No one stops agency owners from paying bonuses to themselves and/or to their employees from agency profits. In some agencies the owners choose to pay lower salaries and use bonuses to bring employees and themselves up to competitive market conditions. The size of bonuses depend on annual profits. The owners limit their exposure to loss by keeping salaries low and using supplemental bonus structures to keep their employees happy. The business sense of this position is not being discussed here. But if the bonus structure simply moves the employees and owners into moderate and competitive position, the appraiser must include the expectation of bonuses into the normal compensation schedule when projecting future earnings.
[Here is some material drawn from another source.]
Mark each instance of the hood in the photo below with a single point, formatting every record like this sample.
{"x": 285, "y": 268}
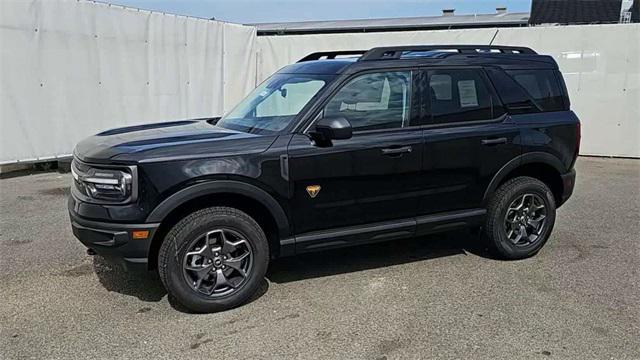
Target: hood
{"x": 168, "y": 141}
Any new owner would be hard-pressed to maintain the loyalty of the employees without either replacing the supplemental bonuses with higher salaries or continue the bonus structure. This is another case where bonuses would be projected as future expenses as well as historical.
If you seek a valuation from us or from any reputable insurance agency valuer, make sure you inform him of the value of bonuses and the historical consistency with which they are paid. It will make a difference in the value of your business.